Lester Pearson receiving the Nobel Peace Prize
Further to yesterday’s post in which former Progressive Conservative prime minister Brian Mulroney conspicuously does not endorse Stephen Harper but does praise Nobel Peace Prize recipient and former Liberal prime minister Lester Pearson as an example of how to run a productive minority government, here’s Frye in his 1972 Victoria College memorial address on Pearson:
Canada never gave him a clear mandate as Prime Minister, yet he managed to get through an extraordinary amount of legislation. His ambition for Canada was founded on his experience of external affairs: he wanted it to be, in the international scene at least, a quiet and sensible country, with no interest in fighting or aggression, devoting itself to discouraging fighting and aggression among its more powerful neighbours. We honour his memory today, not merely as a graduate of Victoria who achieved unique fame and admiration, but primarily as the faithful servant of a Master, who, as far as the political world is concerned, reserves his blessing for the peacemakers. (CW 12, 428)
Mulroney’s point is well-taken.
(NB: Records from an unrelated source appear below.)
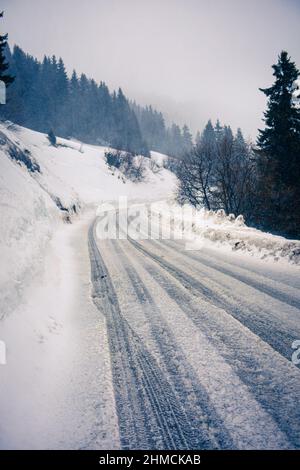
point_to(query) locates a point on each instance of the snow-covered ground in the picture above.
(55, 339)
(56, 389)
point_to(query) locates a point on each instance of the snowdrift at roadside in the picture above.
(228, 232)
(41, 186)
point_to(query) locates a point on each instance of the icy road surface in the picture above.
(200, 346)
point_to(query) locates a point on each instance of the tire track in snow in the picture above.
(265, 324)
(274, 381)
(206, 429)
(148, 410)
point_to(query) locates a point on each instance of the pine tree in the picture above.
(4, 76)
(52, 138)
(280, 140)
(279, 153)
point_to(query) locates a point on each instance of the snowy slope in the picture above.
(56, 341)
(71, 177)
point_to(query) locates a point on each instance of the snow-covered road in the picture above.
(200, 345)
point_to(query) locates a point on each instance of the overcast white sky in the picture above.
(192, 59)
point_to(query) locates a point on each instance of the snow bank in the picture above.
(227, 232)
(56, 387)
(62, 180)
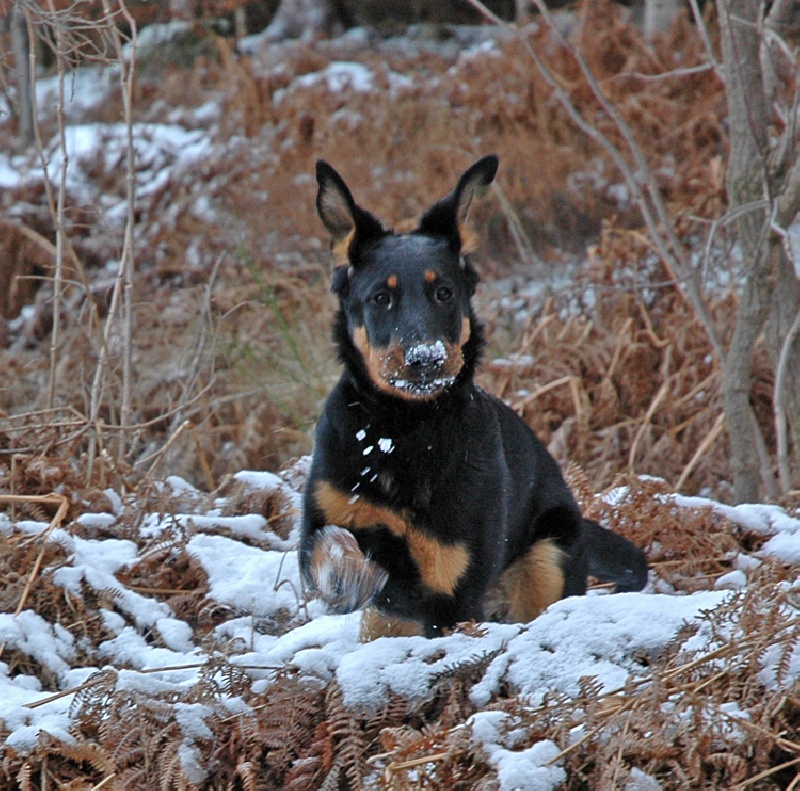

Harper resembles nothing like the man described here.
In fact, a friend has observed that Harper’s policy can be characterized as simply jets and jails, neither of which we need. (Our crime rate, all across the board, for example, has been in decline for a decade.) But the fact that Harper insists on both jets ($30 billion) and jails ($13 billion) despite no demonstrable need for either says about all we need to know.
All of this is familiar as the politics of fear; just one of Harper’s many American imports designed to confuse, anger and render uncertain an increasingly intimidated public. It is not traditionally how we do things here, and there are increasing signs that this is beginning to show. Harper and Ignatieff were both in Hamilton on the same day last week. Ignatieff’s rally outdrew Harper’s three to one. This seems to be the slowly emerging pattern in the parts of the country that could swing the election, southern Ontario especially. As Mulroney said yesterday, Ignatieff could win this if things continue to break his way. The aura of menace Harper gives off is increasingly unpleasant, even threatening, and it seems to be all he’s got on offer. He calls it “stability.” To us it looks like a pathological need to control and an unhealthy appetite for power.